I have written for newspapers, magazines and even written some screenplays. Writing novels is my love, though. I now have 5 published titles: Seven Days From Sunday, The Shot To Die For, Operation Spider Web, The Yemen Connection and Toward Night’s End.

Interview with M.H. Sargent

N.L. Earnshaw: What will readers like about your book? 

M.H. Sargent: Anyone that likes a good mystery, will enjoy this book. I also think it gives a fair glimpse into what life was like for the thousands of Japanese-Americans put in camps during WWII.

N.L. Earnshaw: Why did you self publish? 

M.H. Sargent: I tried the traditional publishing route for years, had an agent for a while, but my stories were too controversial – my books dealing with present day Iraq, or this book which takes a slightly different view of the Japanese-American situation during WWII, opening the door to the idea that maybe not all the Japanese-Americans were pro-U.S.
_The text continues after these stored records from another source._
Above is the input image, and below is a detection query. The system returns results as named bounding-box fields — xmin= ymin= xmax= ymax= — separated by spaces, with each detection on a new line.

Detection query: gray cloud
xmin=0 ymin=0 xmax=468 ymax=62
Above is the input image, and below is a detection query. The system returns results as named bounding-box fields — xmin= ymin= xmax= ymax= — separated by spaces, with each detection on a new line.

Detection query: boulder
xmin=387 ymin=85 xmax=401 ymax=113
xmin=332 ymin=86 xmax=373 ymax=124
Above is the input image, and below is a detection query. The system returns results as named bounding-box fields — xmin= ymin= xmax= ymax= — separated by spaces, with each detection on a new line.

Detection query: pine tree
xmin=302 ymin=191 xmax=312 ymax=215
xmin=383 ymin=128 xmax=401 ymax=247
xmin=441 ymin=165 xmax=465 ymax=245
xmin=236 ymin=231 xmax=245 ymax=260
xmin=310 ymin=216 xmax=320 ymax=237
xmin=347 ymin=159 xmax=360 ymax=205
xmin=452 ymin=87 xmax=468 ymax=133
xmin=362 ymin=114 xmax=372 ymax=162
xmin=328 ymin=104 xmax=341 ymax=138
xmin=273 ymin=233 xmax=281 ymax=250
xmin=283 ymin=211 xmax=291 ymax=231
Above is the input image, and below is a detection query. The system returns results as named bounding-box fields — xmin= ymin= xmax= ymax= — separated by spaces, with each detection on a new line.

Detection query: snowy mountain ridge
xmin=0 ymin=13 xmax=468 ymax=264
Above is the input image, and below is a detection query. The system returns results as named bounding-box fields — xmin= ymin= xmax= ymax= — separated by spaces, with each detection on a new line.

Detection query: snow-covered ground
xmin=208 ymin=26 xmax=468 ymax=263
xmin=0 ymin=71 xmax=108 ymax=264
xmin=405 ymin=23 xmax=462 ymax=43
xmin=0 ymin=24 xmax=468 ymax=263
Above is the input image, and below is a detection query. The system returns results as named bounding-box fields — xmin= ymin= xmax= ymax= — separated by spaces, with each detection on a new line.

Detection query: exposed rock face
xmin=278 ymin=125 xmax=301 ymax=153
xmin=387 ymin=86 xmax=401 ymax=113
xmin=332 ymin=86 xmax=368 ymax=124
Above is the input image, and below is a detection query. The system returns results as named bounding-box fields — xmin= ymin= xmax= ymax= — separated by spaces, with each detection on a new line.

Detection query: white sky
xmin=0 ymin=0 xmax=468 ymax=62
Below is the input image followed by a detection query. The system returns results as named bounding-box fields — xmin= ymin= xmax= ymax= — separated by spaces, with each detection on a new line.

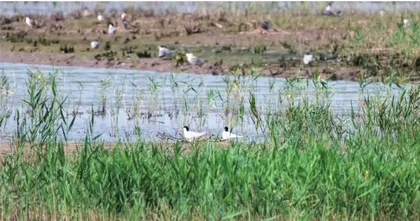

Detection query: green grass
xmin=0 ymin=69 xmax=420 ymax=220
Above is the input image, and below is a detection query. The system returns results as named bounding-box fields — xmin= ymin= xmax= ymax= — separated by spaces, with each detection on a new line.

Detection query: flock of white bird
xmin=183 ymin=126 xmax=243 ymax=142
xmin=25 ymin=2 xmax=410 ymax=65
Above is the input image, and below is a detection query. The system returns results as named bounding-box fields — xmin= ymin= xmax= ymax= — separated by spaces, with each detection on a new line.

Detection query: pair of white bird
xmin=183 ymin=126 xmax=242 ymax=142
xmin=98 ymin=12 xmax=127 ymax=21
xmin=25 ymin=17 xmax=35 ymax=28
xmin=158 ymin=46 xmax=203 ymax=65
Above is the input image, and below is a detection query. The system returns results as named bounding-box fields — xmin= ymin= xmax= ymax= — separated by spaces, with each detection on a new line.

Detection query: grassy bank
xmin=0 ymin=69 xmax=420 ymax=220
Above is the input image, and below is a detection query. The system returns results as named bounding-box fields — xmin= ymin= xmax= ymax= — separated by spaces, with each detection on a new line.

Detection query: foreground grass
xmin=0 ymin=72 xmax=420 ymax=220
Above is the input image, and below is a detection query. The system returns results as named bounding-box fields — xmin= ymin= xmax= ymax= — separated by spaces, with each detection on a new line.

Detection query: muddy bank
xmin=0 ymin=10 xmax=420 ymax=81
xmin=0 ymin=51 xmax=360 ymax=81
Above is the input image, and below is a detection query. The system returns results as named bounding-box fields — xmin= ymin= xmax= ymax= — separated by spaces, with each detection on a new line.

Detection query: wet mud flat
xmin=0 ymin=7 xmax=420 ymax=81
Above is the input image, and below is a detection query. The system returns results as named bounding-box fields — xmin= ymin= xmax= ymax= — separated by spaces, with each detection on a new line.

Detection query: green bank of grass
xmin=0 ymin=71 xmax=420 ymax=220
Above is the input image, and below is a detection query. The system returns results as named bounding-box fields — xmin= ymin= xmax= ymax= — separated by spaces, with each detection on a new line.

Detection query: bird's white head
xmin=185 ymin=53 xmax=194 ymax=59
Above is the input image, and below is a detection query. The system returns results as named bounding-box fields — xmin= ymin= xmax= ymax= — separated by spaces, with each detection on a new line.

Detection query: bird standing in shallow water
xmin=108 ymin=23 xmax=117 ymax=34
xmin=90 ymin=41 xmax=99 ymax=49
xmin=183 ymin=126 xmax=206 ymax=142
xmin=98 ymin=15 xmax=104 ymax=21
xmin=185 ymin=53 xmax=203 ymax=65
xmin=323 ymin=2 xmax=334 ymax=16
xmin=25 ymin=17 xmax=35 ymax=28
xmin=303 ymin=53 xmax=314 ymax=64
xmin=222 ymin=127 xmax=243 ymax=140
xmin=261 ymin=21 xmax=270 ymax=31
xmin=158 ymin=46 xmax=172 ymax=58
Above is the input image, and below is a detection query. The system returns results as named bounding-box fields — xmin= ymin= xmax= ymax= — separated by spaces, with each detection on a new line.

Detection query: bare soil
xmin=0 ymin=12 xmax=416 ymax=81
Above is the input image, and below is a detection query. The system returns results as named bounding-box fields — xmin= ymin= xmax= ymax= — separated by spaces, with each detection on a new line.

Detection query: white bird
xmin=158 ymin=46 xmax=172 ymax=58
xmin=108 ymin=24 xmax=117 ymax=34
xmin=183 ymin=126 xmax=206 ymax=142
xmin=98 ymin=15 xmax=104 ymax=21
xmin=185 ymin=53 xmax=203 ymax=65
xmin=303 ymin=54 xmax=314 ymax=64
xmin=25 ymin=17 xmax=34 ymax=27
xmin=222 ymin=127 xmax=243 ymax=140
xmin=325 ymin=2 xmax=332 ymax=12
xmin=379 ymin=9 xmax=385 ymax=17
xmin=83 ymin=7 xmax=90 ymax=17
xmin=403 ymin=19 xmax=410 ymax=28
xmin=122 ymin=19 xmax=128 ymax=29
xmin=90 ymin=41 xmax=99 ymax=49
xmin=323 ymin=2 xmax=334 ymax=16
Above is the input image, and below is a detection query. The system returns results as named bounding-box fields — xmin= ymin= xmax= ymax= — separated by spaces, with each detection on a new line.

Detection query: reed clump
xmin=0 ymin=70 xmax=420 ymax=220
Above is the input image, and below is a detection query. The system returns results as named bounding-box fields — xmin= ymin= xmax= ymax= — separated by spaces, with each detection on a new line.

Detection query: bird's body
xmin=303 ymin=54 xmax=314 ymax=64
xmin=25 ymin=17 xmax=34 ymax=27
xmin=108 ymin=24 xmax=117 ymax=34
xmin=403 ymin=19 xmax=410 ymax=28
xmin=98 ymin=15 xmax=104 ymax=21
xmin=83 ymin=7 xmax=90 ymax=17
xmin=261 ymin=21 xmax=270 ymax=31
xmin=185 ymin=53 xmax=203 ymax=65
xmin=379 ymin=9 xmax=385 ymax=17
xmin=222 ymin=127 xmax=242 ymax=140
xmin=183 ymin=126 xmax=206 ymax=142
xmin=158 ymin=46 xmax=172 ymax=58
xmin=122 ymin=19 xmax=128 ymax=29
xmin=90 ymin=41 xmax=99 ymax=49
xmin=324 ymin=2 xmax=334 ymax=16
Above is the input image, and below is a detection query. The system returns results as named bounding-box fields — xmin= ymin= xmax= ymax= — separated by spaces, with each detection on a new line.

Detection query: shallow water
xmin=0 ymin=2 xmax=420 ymax=16
xmin=0 ymin=62 xmax=399 ymax=141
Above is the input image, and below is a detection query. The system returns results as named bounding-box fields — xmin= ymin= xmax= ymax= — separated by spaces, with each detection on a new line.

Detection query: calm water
xmin=0 ymin=62 xmax=399 ymax=141
xmin=0 ymin=2 xmax=420 ymax=16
N.L. Earnshaw: What is your writing process? 

M.H. Sargent: I usually write about 5 hours a day, starting early in the morning.

N.L. Earnshaw: How long does it take you to write your first draft? 

M.H. Sargent: Six to eight months.

N.L. Earnshaw: What inspired you to write this particular story? 

M.H. Sargent: My grandfather had a dairy farm in Norwalk, California for many years. He was an attorney and like many farmers in that region, he had Japanese tenant farmers handle the day-to-day operations of the farm. When the war started and the Japanese-Americans were put in camps, it was left to the land owners, their kids, etc., to help keep the farms going. A neighbor’s teenager, then doing the chores the Japanese-Americans usually did, uncovered an anti-aircraft gun hidden under a huge haystack in the barn. The Army was called and they picked up the massive weapon.

When I first heard this story, my imagination went into overdrive. How did they even get an anti-aircraft gun? When was it going to be used? Was there some sort of plan? A date of an attack and they were going to use it against our own planes? Of course, hearing the story also went against everything I had believed – that the Japanese-Americans should not have been sent to camps, they were pro-America, etc. But then I realized that you can’t put tens of thousands of people all in one category. What happened on that farm in Norwalk, California, did in fact happen. Of course, if the same event took place today, the teenager that found the anti-aircraft gun would put it on his Facebook page, send out text photos and messages to all his friends, etc. But in those days, it was kept very quiet. And for whatever reason, I couldn’t stop thinking about it. So, I ended up basing a fictional story on it.